From the Daily Mail UK:
Apple and Samsung are working on smart watches, Google is developing talking shoes, but nothing compares to these head-mounted ‘glasses’ that can shoot video footage, search the internet or send an email, all at the command of their wearer’s voice.
Each pair of glasses is fitted with a miniaturised camera and web browser which displays digital information on a tiny screen — a clear plastic block the width of a pencil — just in front and slightly above a wearer’s eye.
The arm of the headset, which sits near the wearer’s temple, acts as a touch pad. By sliding your finger up and down it, you can scroll through the text visible in your eyepiece. To select something on the screen, the user simply taps the headset.
The device is also fitted with a tiny speaker, microphone and motion sensors which interpret commands based on the wearer’s head movements.
Google Glass does everything a smartphone does without the bother of having to pull it out of your pocket and fiddle with the controls. Text messages and emails can be dictated by voice command and then read back on the screen to check that the computer has heard — and spelt — everything correctly.
Want to catch up on the news? Wearers can see headlines and pictures and have full stories read back to them simply by tapping the frame of their glasses.
Wear them while driving and the glasses’ in-built GPS system will identify your location and give you turn-by-turn directions via Google Maps. Ask the glasses a question and the answer will pop up on screen.

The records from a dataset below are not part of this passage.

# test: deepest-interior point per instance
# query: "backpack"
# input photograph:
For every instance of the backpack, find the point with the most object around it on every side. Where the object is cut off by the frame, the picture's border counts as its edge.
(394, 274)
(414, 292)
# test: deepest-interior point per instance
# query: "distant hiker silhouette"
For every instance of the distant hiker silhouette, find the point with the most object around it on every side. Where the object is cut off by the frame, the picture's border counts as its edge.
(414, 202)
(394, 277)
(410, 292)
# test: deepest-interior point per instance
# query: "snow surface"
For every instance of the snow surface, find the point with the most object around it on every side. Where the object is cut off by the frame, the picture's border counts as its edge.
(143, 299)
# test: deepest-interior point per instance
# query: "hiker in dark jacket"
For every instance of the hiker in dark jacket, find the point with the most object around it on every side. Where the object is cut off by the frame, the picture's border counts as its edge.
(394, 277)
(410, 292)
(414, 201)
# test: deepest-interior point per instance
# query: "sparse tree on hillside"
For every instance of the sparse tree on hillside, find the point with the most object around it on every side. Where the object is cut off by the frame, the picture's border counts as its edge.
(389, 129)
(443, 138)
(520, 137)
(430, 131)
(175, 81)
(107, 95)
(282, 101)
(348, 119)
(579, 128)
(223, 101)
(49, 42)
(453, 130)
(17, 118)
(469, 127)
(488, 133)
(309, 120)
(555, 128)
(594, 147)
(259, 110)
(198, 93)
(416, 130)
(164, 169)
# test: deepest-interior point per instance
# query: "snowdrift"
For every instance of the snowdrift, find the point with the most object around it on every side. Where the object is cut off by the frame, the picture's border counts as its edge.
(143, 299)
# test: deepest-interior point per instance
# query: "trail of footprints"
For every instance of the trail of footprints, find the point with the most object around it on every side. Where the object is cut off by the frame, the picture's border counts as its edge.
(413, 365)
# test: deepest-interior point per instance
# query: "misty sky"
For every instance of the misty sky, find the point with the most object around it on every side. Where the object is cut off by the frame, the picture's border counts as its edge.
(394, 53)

But of all the promised features of these spectacular specs, it is the glasses’ ability to take pictures and shoot video footage and upload it instantly to the internet that is proving most disturbing.Some fear candid camera snooping will become all too easy when no one realises that the person simply looking in their direction is actually filming them.
And it gets worse.
According to Google co-founder Sergey Brin, the company plans to have Google Glass fitted with an automatic picture-taking mode, snapping photos at pre-set intervals. This could be as often as every five seconds.
While people may rightly worry about being photographed without their knowledge or permission, such fears pale into insignificance when you consider the true extent of the insidious reach of Google Glass.
Time and again, Google has proved that it has no time for that quaint old concept called ‘privacy’.Scott Cleland, an internet analyst, told me ‘creepy’ Google Glass technology represented the ‘ultimate escalation of Google’s privacy invasion’.
He says: ‘Say you’re huddled in Starbucks with your spouse and someone next to you is recording your conversation on Google Glass.
Remember, the glasses have no storage capacity so all the information goes directly back to Google’s huge data centres.’
Nick Pickles, of the UK privacy campaign group Big Brother Watch, says Google Glass ‘makes CCTV cameras look trivial . . . the person next to you isn’t just a commuter any more, they’re a Google agent’.He predicts that ten years from now, if a company or organisation wants to know if you have ever said anything they consider offensive or threatening, a single search query on Google’s database ‘will instantly bring up documentation of every word you’ve ever spoken within earshot of a Google Glass device’.